= Handshake (computing) =

Signal between two devices or programs

In computing, a handshake is a process in which two devices establish a communication link by authenticating and validating each other's signals. An example is the handshaking between a hypervisor and an application in a guest virtual machine.

In telecommunications, a handshake is an automated process of negotiation between two participants (example "Alice and Bob") through the exchange of information that establishes the protocols of a communication link at the start of the communication, before full communication begins. The handshaking process usually takes place in order to establish rules for communication when a computer attempts to communicate with another device. Signals are usually exchanged between two devices to establish a communication link. For example, when a computer communicates with another device such as a modem, the two devices will signal each other that they are switched on and ready to work, as well as to agree to which protocols are being used. Handshaking can negotiate parameters that are acceptable to equipment and systems at both ends of the communication channel, including information transfer rate, coding alphabet, parity, interrupt procedure, and other communication protocol or hardware features. Handshaking facilitates connecting relatively heterogeneous systems or equipment over a communication channel without the need for human intervention to set parameters.
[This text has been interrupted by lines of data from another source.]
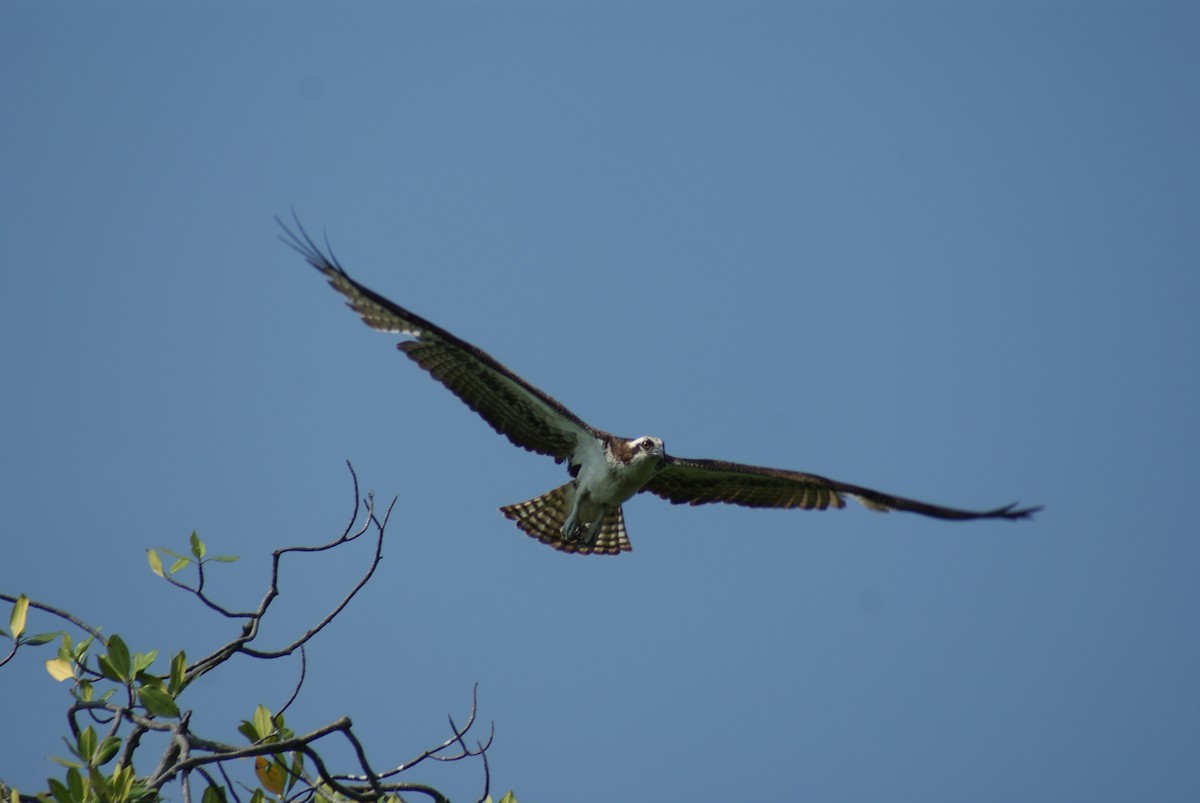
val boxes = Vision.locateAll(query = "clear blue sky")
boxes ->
[0,1,1200,803]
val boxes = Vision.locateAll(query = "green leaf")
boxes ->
[254,706,275,742]
[238,719,258,744]
[167,651,187,694]
[88,767,108,801]
[46,658,74,682]
[76,725,96,761]
[67,767,83,801]
[146,550,163,577]
[108,765,133,803]
[89,736,122,767]
[22,633,59,647]
[187,529,208,561]
[138,685,179,719]
[284,750,304,792]
[101,633,132,683]
[8,594,29,639]
[46,778,72,803]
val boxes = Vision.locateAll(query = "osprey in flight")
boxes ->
[283,218,1040,555]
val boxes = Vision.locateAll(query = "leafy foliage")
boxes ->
[0,468,516,803]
Within TCP/IP RFCs, handshake is most commonly used to reference the TCP three-way handshake. For example, the term handshake is not present in RFCs covering FTP or SMTP. One exception is Transport Layer Security, TLS, setup, FTP RFC 4217. In place of the term handshake, FTP RFC 3659 substitutes the term conversation for the passing of commands.

A simple handshaking protocol might only involve the receiver sending a message meaning "I received your last message and I am ready for you to send me another one." A more complex handshaking protocol might allow the sender to ask the receiver if it is ready to receive or for the receiver to reply with a negative acknowledgement meaning "I did not receive your last message correctly, please resend it" (e.g., if the data was corrupted en route).

== Example ==

=== TCP three-way handshake ===

Example of three way handshaking

Establishing a normal TCP connection requires three separate steps:
1. The first host (Alice) sends the second host (Bob) a "synchronize" (SYN) message with its own sequence number $x$, which Bob receives.
2. Bob replies with a synchronize-acknowledgment (SYN-ACK) message with its own sequence number $y$ and acknowledgement number $x + 1$, which Alice receives.
3. Alice replies with an acknowledgement (ACK) message with acknowledgement number $y + 1$, which Bob receives and to which he doesn't need to reply.
 In this setup, the synchronize messages act as service requests from one server to the other, while the acknowledgement messages return to the requesting server to let it know the message was received.
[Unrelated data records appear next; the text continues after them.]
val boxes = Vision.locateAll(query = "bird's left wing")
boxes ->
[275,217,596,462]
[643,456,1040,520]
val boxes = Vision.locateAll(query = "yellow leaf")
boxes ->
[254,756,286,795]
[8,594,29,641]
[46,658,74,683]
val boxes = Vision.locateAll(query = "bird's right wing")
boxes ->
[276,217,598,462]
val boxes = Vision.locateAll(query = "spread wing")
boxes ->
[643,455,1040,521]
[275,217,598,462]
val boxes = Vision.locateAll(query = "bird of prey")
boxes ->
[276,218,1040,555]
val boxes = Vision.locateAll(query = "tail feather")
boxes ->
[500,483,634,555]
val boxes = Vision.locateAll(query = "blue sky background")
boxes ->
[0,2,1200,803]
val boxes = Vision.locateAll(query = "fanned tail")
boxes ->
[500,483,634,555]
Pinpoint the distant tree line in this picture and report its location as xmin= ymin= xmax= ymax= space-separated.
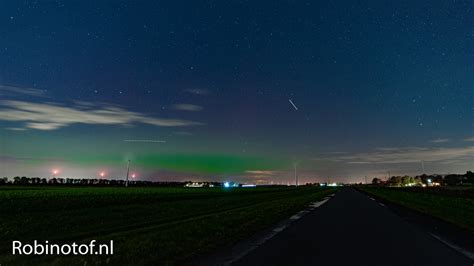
xmin=0 ymin=176 xmax=210 ymax=187
xmin=372 ymin=171 xmax=474 ymax=187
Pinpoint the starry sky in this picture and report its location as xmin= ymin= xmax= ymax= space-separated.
xmin=0 ymin=0 xmax=474 ymax=184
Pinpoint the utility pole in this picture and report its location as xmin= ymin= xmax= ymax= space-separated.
xmin=125 ymin=160 xmax=130 ymax=187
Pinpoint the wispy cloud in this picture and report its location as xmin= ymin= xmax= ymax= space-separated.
xmin=184 ymin=89 xmax=209 ymax=95
xmin=0 ymin=100 xmax=202 ymax=130
xmin=335 ymin=146 xmax=474 ymax=164
xmin=0 ymin=85 xmax=46 ymax=97
xmin=430 ymin=139 xmax=451 ymax=143
xmin=173 ymin=103 xmax=202 ymax=112
xmin=123 ymin=139 xmax=166 ymax=143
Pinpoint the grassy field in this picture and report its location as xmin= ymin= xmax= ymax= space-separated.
xmin=0 ymin=187 xmax=334 ymax=265
xmin=359 ymin=186 xmax=474 ymax=232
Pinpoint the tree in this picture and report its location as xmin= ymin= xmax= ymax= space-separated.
xmin=372 ymin=177 xmax=382 ymax=185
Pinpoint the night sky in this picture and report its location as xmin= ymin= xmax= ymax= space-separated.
xmin=0 ymin=0 xmax=474 ymax=184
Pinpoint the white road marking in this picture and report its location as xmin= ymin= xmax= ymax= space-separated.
xmin=430 ymin=233 xmax=474 ymax=260
xmin=223 ymin=194 xmax=334 ymax=265
xmin=288 ymin=99 xmax=298 ymax=111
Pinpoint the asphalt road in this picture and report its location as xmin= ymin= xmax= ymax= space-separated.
xmin=232 ymin=188 xmax=474 ymax=266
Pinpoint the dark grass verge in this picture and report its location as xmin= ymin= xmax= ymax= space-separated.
xmin=356 ymin=187 xmax=474 ymax=253
xmin=0 ymin=188 xmax=334 ymax=265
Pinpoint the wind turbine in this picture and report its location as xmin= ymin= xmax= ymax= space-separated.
xmin=293 ymin=163 xmax=298 ymax=187
xmin=125 ymin=160 xmax=130 ymax=187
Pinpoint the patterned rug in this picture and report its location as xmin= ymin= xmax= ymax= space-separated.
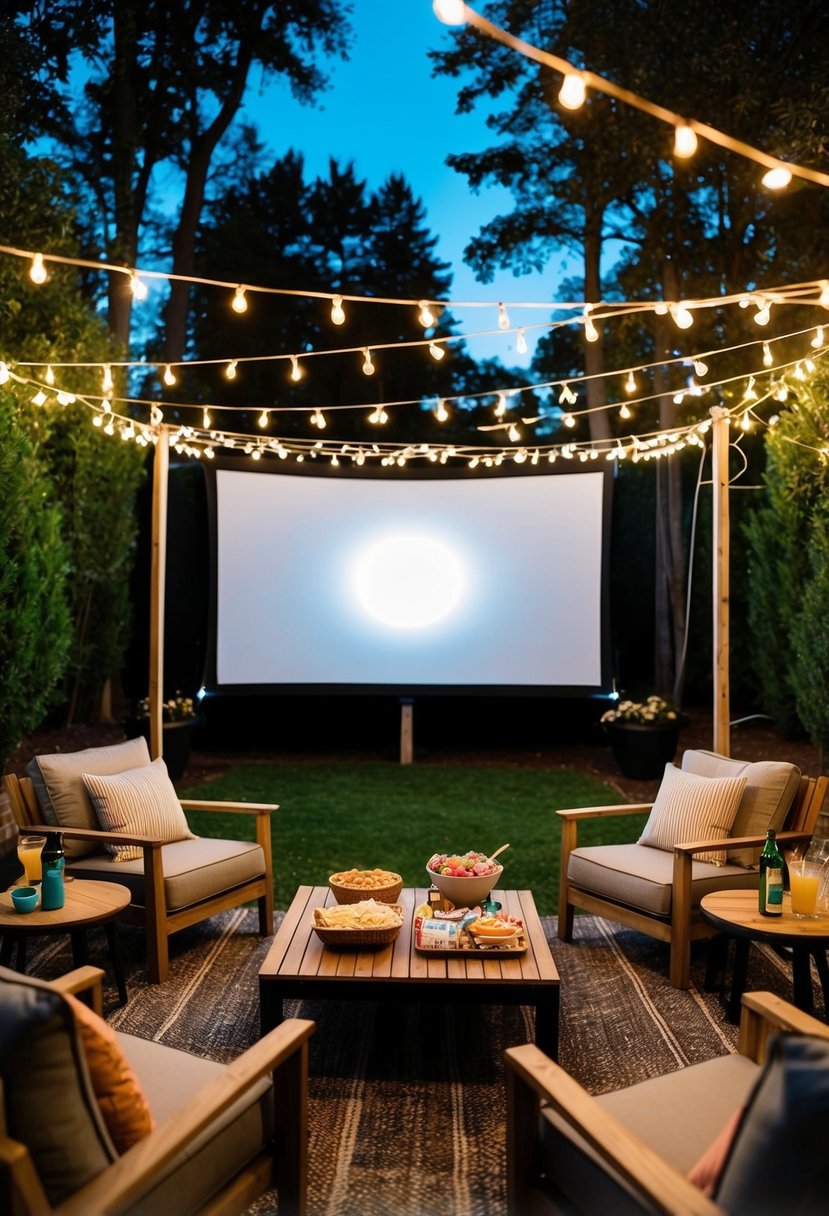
xmin=22 ymin=910 xmax=822 ymax=1216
The reason for the client and server not using a default sequence number such as 0 for establishing the connection is to protect against two incarnations of the same connection reusing the same sequence number too soon, which means a segment from an earlier incarnation of a connection might interfere with a later incarnation of the connection.

=== SMTP ===

The Simple Mail Transfer Protocol (SMTP) is the key Internet standard for email transmission. It includes handshaking to negotiate authentication, encryption and maximum message size.

=== TLS handshake ===

When a Transport Layer Security (SSL or TLS) connection starts, the record encapsulates a "control" protocol—the handshake messaging protocol (content type 22). This protocol is used to exchange all the information required by both sides for the exchange of the actual application data by TLS. It defines the messages formatting or containing this information and the order of their exchange. These may vary according to the demands of the client and server—i.e., there are several possible procedures to set up the connection. This initial exchange results in a successful TLS connection (both parties ready to transfer application data with TLS) or an alert message (as specified below).

The protocol is used to negotiate the secure attributes of a session. (RFC 5246, p. 37)

=== WPA2 wireless ===
The WPA2 standard for wireless uses a four-way handshake defined in IEEE 802.11i-2004.

=== Dial-up access modems ===
One classic example of handshaking is that of dial-up modems, which typically negotiate communication parameters for a brief period when a connection is first established, and thereafter use those parameters to provide optimal information transfer over the channel as a function of its quality and capacity. The "squealing" (which is actually a sound that changes in pitch 100 times every second) noises made by some modems with speaker output immediately after a connection is established are in fact the sounds of modems at both ends engaging in a handshaking procedure; once the procedure is completed, the speaker might be silenced, depending on the settings of operating system or the application controlling the modem.

=== Serial "Hardware Handshaking" ===

This frequently used term describes the use of RTS and CTS signals over a serial interconnection. It is, however, not quite correct; it's not a true form of handshaking, and is better described as flow control.

=== Mobile device charging ===
In device chargers offering special quick-charge abilities to supported devices, the charging process will switch up to a higher output voltage for increased power transfer. But this could cause serious damage to an unsupported device or even result in a fire. It is therefore very important for the device and charger to first perform a handshake to "agree" on mutually supported charge parameters. If such a charger can't identify the connected device or determine its compatibility, it will default to normal but much slower charge parameters within the USB standard.